O regresso de Luis Enrique ou uma má anedota

O presidente da federação espanhola, que presidiu à conferência de imprensa de hoje, acompanhado do diretor desportivo José Francisco Molina, disse que Luis Enrique tinha sempre as “portas abertas” da seleção e que o treinador tinha formulado o desejo de regressar.

“Desde da morte da filha que falámos em três ocasiões. A primeira a 29 para lhe dar os pêsames, depois numa reunião no final de outubro e ontem”, disse Luis Rubiales, acrescentando que foi Robert Moreno que lhe tinha transmitido o desejo Luis Enrique de voltar e que o próprio colocou o lugar à disposição.
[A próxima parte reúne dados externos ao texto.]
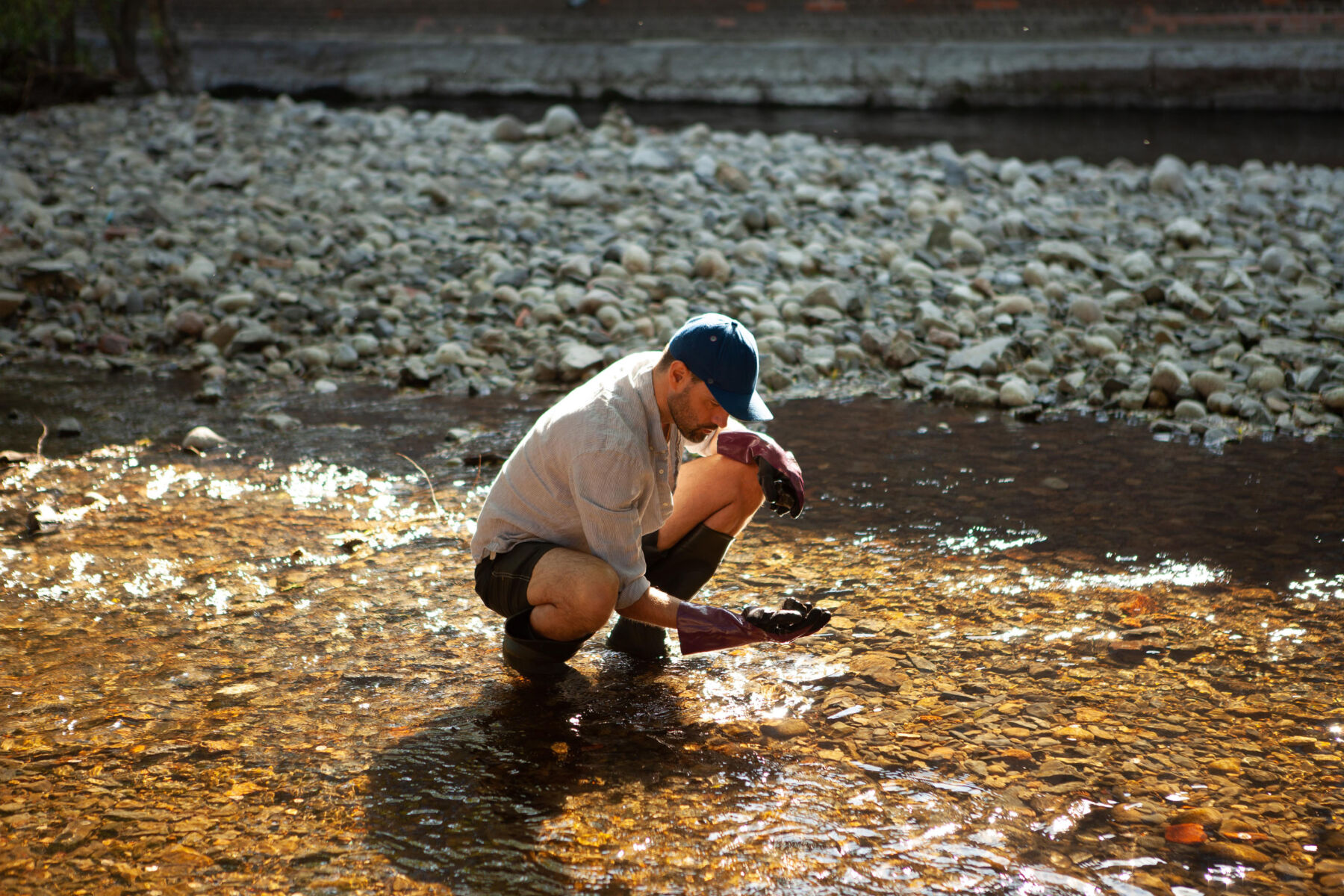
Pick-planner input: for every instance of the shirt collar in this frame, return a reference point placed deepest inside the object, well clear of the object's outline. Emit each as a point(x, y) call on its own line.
point(644, 385)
Hoje, só conhecemos um dos lados da história, o da Federação. Mas na imprensa espanhola, a palavra “traição” ecoa. Num artigo do diário espanhol AS, é dito que fontes próximas de Moreno afirmam que o treinador se sente “usado e atraiçoado” e que este poderá não ser o único prejudicado com esta decisão da Federação espanhola, uma vez que a possibilidade de Luis Enrique ter à sua disposição uma equipa totalmente nova está em cima da mesa. Adicionalmente, outros órgãos garantem que Enrique exigiu que Moreno não fizesse parte da sua equipa técnica, num claro desgaste da relação de amizade entre os dois.

O mesmo jornal conta que a ideia era que Robert se mantivesse no cargo até aos encontros amigáveis frente à Holanda e Alemanha, em 2020, para justificar ou não a continuidade do treinador, mas os eventos precipitaram-se, com os sinais de Luis Enrique (que manifestava a intenção de voltar) a somarem-se ao desconforto de um selecionador que começava a sentir que foi sempre uma solução interina, e não uma verdadeira aposta. E a quem, apesar da qualificação em primeiro lugar do grupo, eram apontados vários problemas exibicionais.

Além disso, segundo fontes do AS, a situação começava a trazer más memórias da Rússia, em que o poder de alguns jogadores muito influentes nos balneário começou a superar o do selecionador, algo que não acontecia - ou que não era tão visível - com Luis Enrique.

Apesar de tudo, o despedimento de um treinador que qualifica uma seleção para um Europeu, em primeiro lugar do grupo, requer uma explicação (ou algo mais caso a Roja não brilhe na Europa com Luis Enrique). É uma anedota, mas das más.